Senator for Plateau South
- In office 5 December 2020 – 11 June 2023
- Preceded by: Ignatius Datong Longjan
- Succeeded by: Napoleon Bali

Personal details
- Born: 10 May 1953 (age 73) Jos, Northern Region, British Nigeria (now in Plateau State, Nigeria)
- Party: All Progressives Congress
- Occupation: Politician, professor, academic

= Nora Daduut =

Nigerian academic and politician (born 1953)

Nora Ladi Daduut (Note: Also spelled Dadu'ut.) (born 10 May 1953) is a Nigerian academic and politician who served as the senator representing the Plateau South senatorial district from 2020 to 2023.

She was elevated to the position of professor in 2018 by the University of Jos.
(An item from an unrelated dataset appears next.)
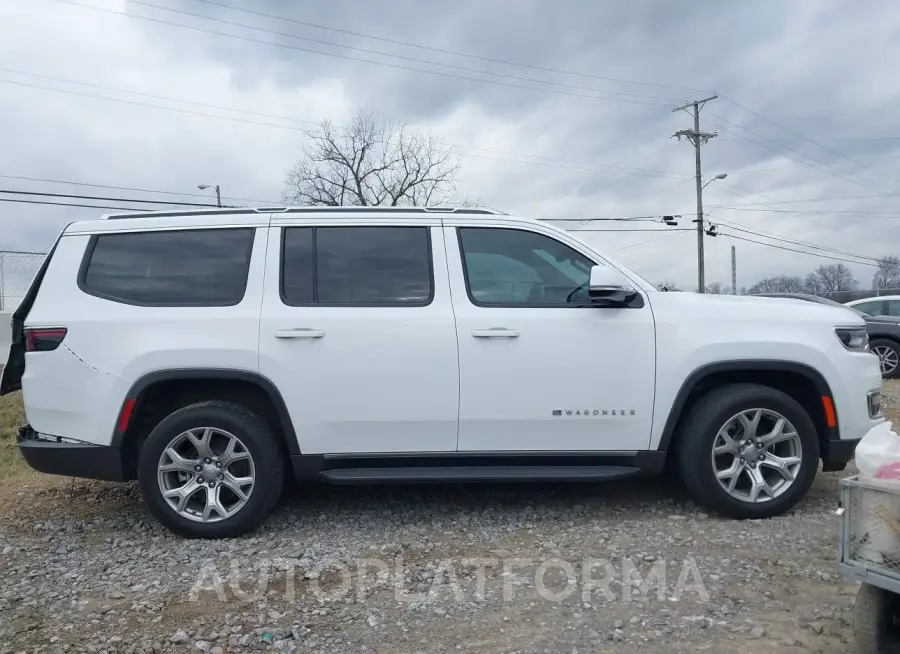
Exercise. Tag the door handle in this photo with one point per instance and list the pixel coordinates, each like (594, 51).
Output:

She is the first female senator from Plateau State.

==Career==
Daduut is a professor of French and resigned as the head of the department of French at the University of Jos, Plateau State.

==Political career==
In the 2020 Plateau South Senatorial District bye election, she represented the All Progressives Congress at the election where she polled 83,151 votes, while her closest rival at the polls Hon. George Daika, representing the Peoples Democratic Party (PDP), polled 70,838 votes. She was sworn into the senate on 15 December 2020.